Recently it has become clear that a significant portion of the transcriptome encodes gene products that are likely unable to be translated into proteins. Such transcripts greater than ~200-nt in length are termed long non-coding RNAs (lncRNAs), and they may either lie in intergenic regions (lincRNAs) or overlap with protein-coding genes. That the number of lncRNAs encoded by the human genome likely far outstrips the number of protein-coding mRNAs  indicates that lncRNAs generally are the products of an impressive level of faulty transcription or, alternatively, serve yet-to-be-discovered cellular functions. Differentiating between these two possibilities requires the careful application of biochemical techniques. For those few lncRNAs that have an ascribed function , a combination of genetic and biochemical experiments has moved the field forward and illustrated the pervasive nature of functional lncRNAs. We now know, for example, that lncRNAs such as HOTAIR can modulate the state of chromatin by recruiting the Polycomb chromatin remodeling complex PRC2 . Others such as Evf2 can activate transcription by recruiting transcription factors , and still others such as MALAT1 impinge upon pre-mRNA splicing by sequestering splicing factors . lncRNAs can affect not only RNA synthesis but also RNA degradation. For example, lncRNAs may duplex with mRNAs targeted for Staufen1-mediated mRNA decay and in so doing form a binding platform that recruits the double-stranded RNA-binding protein Staufen1 .
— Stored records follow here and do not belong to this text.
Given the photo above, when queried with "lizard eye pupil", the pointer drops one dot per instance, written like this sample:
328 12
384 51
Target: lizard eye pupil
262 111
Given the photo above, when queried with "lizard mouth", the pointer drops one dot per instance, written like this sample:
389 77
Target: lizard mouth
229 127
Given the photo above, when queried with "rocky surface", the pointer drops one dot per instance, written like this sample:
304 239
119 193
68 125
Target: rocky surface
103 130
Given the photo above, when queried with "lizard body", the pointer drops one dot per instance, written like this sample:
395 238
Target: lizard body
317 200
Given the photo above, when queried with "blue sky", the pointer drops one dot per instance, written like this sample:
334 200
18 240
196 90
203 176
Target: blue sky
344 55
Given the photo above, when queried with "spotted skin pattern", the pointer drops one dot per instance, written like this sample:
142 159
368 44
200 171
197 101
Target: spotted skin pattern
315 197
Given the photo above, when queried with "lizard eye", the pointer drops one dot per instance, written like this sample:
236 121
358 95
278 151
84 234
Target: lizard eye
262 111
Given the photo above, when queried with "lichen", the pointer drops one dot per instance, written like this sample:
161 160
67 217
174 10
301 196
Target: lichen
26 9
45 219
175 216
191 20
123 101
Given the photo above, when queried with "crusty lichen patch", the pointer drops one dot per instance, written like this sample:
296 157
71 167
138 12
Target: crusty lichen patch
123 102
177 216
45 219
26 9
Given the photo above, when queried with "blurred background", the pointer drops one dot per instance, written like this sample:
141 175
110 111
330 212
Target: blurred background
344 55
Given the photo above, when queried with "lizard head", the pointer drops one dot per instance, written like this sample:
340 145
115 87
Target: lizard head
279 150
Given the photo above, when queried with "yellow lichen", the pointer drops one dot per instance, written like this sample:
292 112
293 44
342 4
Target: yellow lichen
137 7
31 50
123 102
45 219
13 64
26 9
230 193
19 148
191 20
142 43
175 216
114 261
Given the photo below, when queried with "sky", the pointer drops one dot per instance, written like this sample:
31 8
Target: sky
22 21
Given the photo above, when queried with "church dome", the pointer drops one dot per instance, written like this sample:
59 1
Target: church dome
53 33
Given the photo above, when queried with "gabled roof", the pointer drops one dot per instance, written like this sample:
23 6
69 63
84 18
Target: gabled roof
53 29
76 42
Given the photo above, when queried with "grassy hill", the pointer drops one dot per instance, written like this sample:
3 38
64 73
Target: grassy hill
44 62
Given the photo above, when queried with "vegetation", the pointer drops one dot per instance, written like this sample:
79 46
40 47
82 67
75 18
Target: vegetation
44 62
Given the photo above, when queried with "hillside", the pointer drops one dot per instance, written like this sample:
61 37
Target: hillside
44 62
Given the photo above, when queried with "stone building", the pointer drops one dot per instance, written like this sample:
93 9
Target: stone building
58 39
The importance of lncRNAs is underscored by their link to human diseases . In certain metastatic types of non-small-cell lung cancer (NSCLC), MALAT-1 is up-regulated . By recruiting PRC2 to particular genes, HOTAIR can modulate the metastatic breast-cancer program . In part fueled by demonstrating for a handful of lncRNAs their function and involvement in disease, new candidate lncRNAs are rapidly being identified using high-throughput computational methods [9,10]. Although such methods are powerful at predicating the existence of lncRNAs, elucidating the function of each lncRNA in detail falls under the purview of conventional biochemistry. Here we describe two methods for the biochemical analysis of lncRNAs that can be used for just this purpose (Figure 1).
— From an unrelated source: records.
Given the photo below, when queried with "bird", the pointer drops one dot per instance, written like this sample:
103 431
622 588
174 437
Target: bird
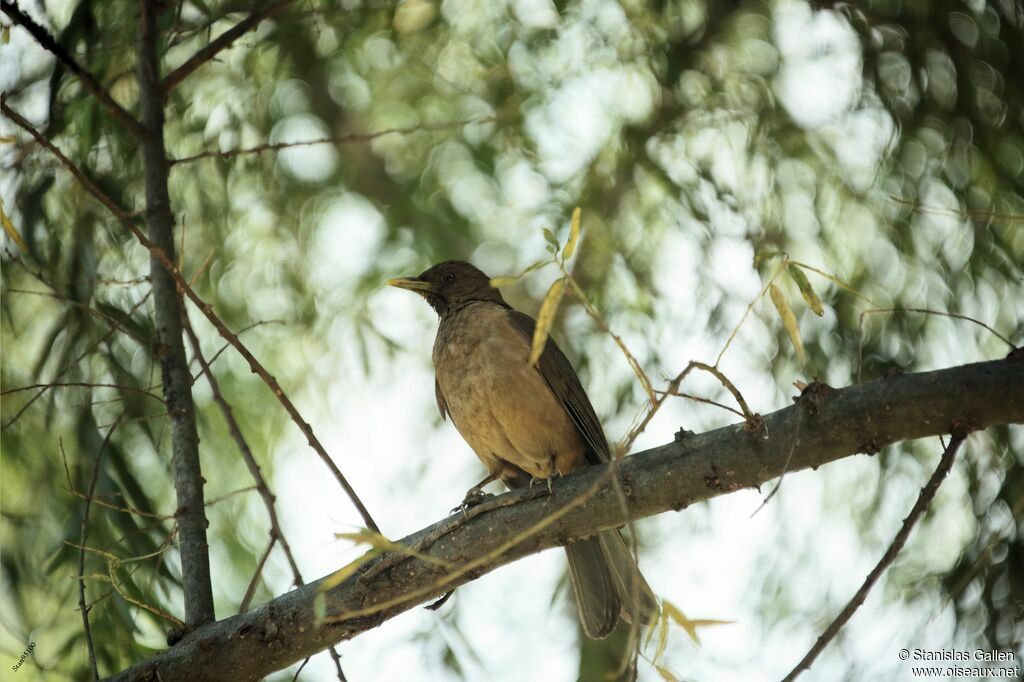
525 423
Protein complexes can be immunoprecipitated from a heterogeneous cellular homogenate provided that a suitable antibody exists and non-denaturing conditions are employed. Any RNAs, including lncRNAs that are stably associated with the complex, will also be isolated, and the abundance of particular lncRNAs can be determined using polymerase chain reaction (PCR)-based methods. Although low-throughput, this approach is inexpensive, requires no specialized equipment, and allows for careful quantitation of the relative levels of co-precipitating lncRNAs.
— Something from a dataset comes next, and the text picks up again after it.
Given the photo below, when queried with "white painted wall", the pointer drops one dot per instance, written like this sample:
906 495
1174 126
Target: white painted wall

Levels of candidate lncRNAs present in immunoprecipitated RNPs may be measured using reverse-transcription coupled to either semi-quantitative PCR (RT-sqPCR, see section 2.1.2) or to real-time quantitative PCR (RT-qPCR). In either case, primer design is a critical aspect of the experimental procedure and must be optimized before subjecting precious immunoprecipitated samples to analysis. Like mRNAs, lncRNAs are subject to post-transcriptional processing events (splicing, capping, polyadenylation, etc.). Therefore, special care must be taken to design primers to detect not only the desired lncRNA but also only the desired form of the lncRNA. For detecting mature, spliced lncRNAs, primer sets are designed with at least one primer annealing to a region straddling an exon-exon junction and the other avoiding introns. For detecting unspliced lncRNAs, primers are designed such that at least one anneals to an intronic region. Primer sets used for RT-PCR analysis typically adhere to the following rules: (i) the Tm should be ~60°C, (ii) the G-C content should be ~50%, and (iii) the product size should be 200–400 bp.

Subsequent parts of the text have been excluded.